Parágrafo único. Não será admissível a reiteração do pedido, salvo se fundado em novas provas.

Diferentemente da ação rescisória no processo civil, que decai em dois anos, a revisão criminal não conhece prazo. Pode ser ajuizada no dia seguinte ao trânsito em julgado, durante o cumprimento da pena, depois de cumprida integralmente, depois de extinta a punibilidade e até depois da morte do condenado.

Isso tem consequência prática direta para quem foi condenado por crime sexual há uma década ou mais e hoje convive com os efeitos permanentes da condenação — restrição em certidões, impedimento de acesso a determinadas atividades profissionais, exposição social duradoura. A via revisional continua aberta.

Atenção ao parágrafo único. Revisão criminal já negada não pode simplesmente ser repetida. A reiteração do pedido só é admissível se fundada em novas provas — provas distintas daquelas que instruíram o pedido anterior. Quem já teve revisão indeferida precisa de fundamento probatório efetivamente novo, e não de nova argumentação sobre o mesmo material.

Art. 623 — quem pode pedir

Código de Processo Penal

Art. 623. A revisão poderá ser pedida pelo próprio réu ou por procurador legalmente habilitado ou, no caso de morte do réu, pelo cônjuge, ascendente, descendente ou irmão.

A legitimidade ativa alcança o próprio condenado, o advogado com procuração e, em caso de morte, os familiares indicados: cônjuge, ascendente, descendente ou irmão.

A revisão criminal póstuma tem função específica que merece registro. Em condenações por crimes contra a dignidade sexual, a marca sobre o nome do condenado não se extingue com a morte — permanece sobre a família, sobre os filhos, sobre a memória. A absolvição póstuma restabelece o nome e produz efeitos jurídicos concretos, inclusive quanto à indenização prevista no art. 630.

Art. 624 — qual tribunal julga

Código de Processo Penal

Art. 624. As revisões criminais serão processadas e julgadas:

I — pelo Supremo Tribunal Federal, quanto às condenações por ele proferidas;

II — pelo Tribunal Federal de Recursos, Tribunais de Justiça ou de Alçada, nos demais casos.

§ 2º Nos Tribunais de Justiça ou de Alçada, o julgamento será efetuado pelas câmaras ou turmas criminais, reunidas em sessão conjunta, quando houver mais de uma, e, no caso contrário, pelo tribunal pleno.

O texto do art. 624 é de 1941 e carrega órgãos que não existem mais. O Tribunal Federal de Recursos foi extinto pela Constituição de 1988, e sua competência passou aos Tribunais Regionais Federais e ao Superior Tribunal de Justiça. Os Tribunais de Alçada foram extintos pela Emenda Constitucional 45/2004, com absorção pelos Tribunais de Justiça.
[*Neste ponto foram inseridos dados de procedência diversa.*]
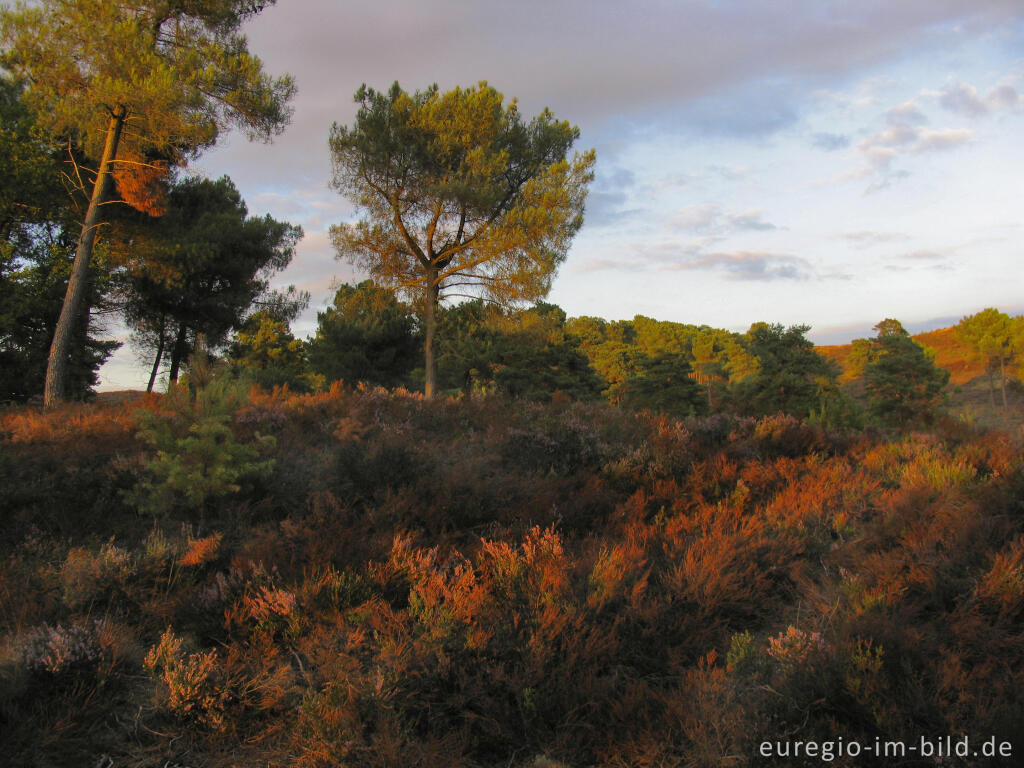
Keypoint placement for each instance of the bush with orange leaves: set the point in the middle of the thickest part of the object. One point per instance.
(483, 582)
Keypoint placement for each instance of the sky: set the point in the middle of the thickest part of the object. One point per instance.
(817, 162)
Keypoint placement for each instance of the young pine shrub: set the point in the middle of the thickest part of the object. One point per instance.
(199, 460)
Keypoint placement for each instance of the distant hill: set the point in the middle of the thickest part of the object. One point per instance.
(950, 353)
(970, 396)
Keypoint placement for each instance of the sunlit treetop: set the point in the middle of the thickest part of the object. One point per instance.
(178, 72)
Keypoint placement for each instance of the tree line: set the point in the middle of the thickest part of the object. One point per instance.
(464, 212)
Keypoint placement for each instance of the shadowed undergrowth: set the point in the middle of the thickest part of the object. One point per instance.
(363, 578)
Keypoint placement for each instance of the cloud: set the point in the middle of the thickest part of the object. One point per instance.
(868, 239)
(830, 141)
(905, 114)
(710, 218)
(964, 99)
(607, 199)
(905, 133)
(749, 265)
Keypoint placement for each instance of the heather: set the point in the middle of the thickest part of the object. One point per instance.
(366, 578)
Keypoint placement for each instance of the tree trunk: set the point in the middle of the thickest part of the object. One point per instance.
(1003, 381)
(54, 390)
(430, 312)
(178, 352)
(160, 354)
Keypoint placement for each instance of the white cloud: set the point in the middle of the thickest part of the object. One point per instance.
(965, 99)
(711, 218)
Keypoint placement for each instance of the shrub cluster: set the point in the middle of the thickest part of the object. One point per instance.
(489, 583)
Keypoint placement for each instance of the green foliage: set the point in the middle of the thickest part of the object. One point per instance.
(457, 196)
(524, 354)
(904, 385)
(37, 241)
(265, 349)
(199, 460)
(368, 335)
(791, 376)
(662, 384)
(995, 337)
(138, 86)
(33, 281)
(200, 266)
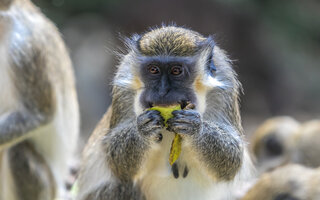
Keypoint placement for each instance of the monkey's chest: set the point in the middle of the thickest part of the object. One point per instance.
(8, 99)
(182, 180)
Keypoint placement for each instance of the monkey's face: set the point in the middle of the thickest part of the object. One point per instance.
(167, 81)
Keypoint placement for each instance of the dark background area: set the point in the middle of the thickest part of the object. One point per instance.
(275, 46)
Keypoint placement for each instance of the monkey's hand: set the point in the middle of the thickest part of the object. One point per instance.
(185, 122)
(150, 123)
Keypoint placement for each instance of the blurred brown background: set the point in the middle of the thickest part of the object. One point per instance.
(275, 46)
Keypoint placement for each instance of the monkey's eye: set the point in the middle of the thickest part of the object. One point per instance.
(176, 70)
(153, 69)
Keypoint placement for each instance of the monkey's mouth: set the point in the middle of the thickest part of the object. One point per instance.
(184, 104)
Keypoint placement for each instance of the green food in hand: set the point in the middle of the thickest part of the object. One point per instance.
(166, 113)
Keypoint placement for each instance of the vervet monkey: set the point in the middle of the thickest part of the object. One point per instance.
(39, 119)
(127, 155)
(304, 145)
(290, 182)
(283, 140)
(269, 143)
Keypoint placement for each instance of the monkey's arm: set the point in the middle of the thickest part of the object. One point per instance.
(219, 146)
(35, 98)
(127, 143)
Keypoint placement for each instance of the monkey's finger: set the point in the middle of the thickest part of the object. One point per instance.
(186, 113)
(181, 128)
(148, 116)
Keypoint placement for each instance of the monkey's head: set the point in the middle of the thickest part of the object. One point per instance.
(271, 142)
(173, 65)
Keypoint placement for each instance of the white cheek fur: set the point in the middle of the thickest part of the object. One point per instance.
(137, 106)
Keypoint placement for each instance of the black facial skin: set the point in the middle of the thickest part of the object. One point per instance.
(167, 81)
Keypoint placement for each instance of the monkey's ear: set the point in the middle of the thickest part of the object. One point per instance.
(211, 67)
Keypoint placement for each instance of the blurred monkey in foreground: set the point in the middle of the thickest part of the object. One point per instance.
(270, 142)
(127, 155)
(39, 119)
(283, 140)
(290, 182)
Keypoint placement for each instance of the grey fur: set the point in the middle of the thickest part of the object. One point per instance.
(32, 174)
(118, 191)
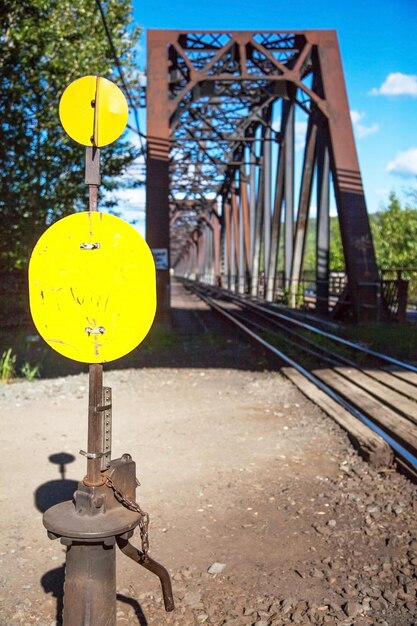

Na prática atual, a regra de competência funciona assim:

Origem da condenação Tribunal competente
Sentença de juiz estadual, transitada em julgado sem recurso ao tribunal Tribunal de Justiça do respectivo estado
Acórdão de Tribunal de Justiça Tribunal de Justiça que proferiu o acórdão
Sentença de juiz federal Tribunal Regional Federal da respectiva região
Acórdão do Superior Tribunal de Justiça Superior Tribunal de Justiça
Condenação proferida pelo Supremo Tribunal Federal Supremo Tribunal Federal
Condenação de Juizado Especial Criminal Turma Recursal, por aplicação analógica do art. 624

Dentro de cada Tribunal de Justiça, o órgão específico que julga a revisão criminal varia conforme o regimento interno: pode ser a Seção Criminal, o Grupo de Câmaras Criminais, as Câmaras Criminais Reunidas ou o Tribunal Pleno. Essa organização muda de estado para estado, e é por isso que cada página estadual deste guia traz a informação do respectivo tribunal.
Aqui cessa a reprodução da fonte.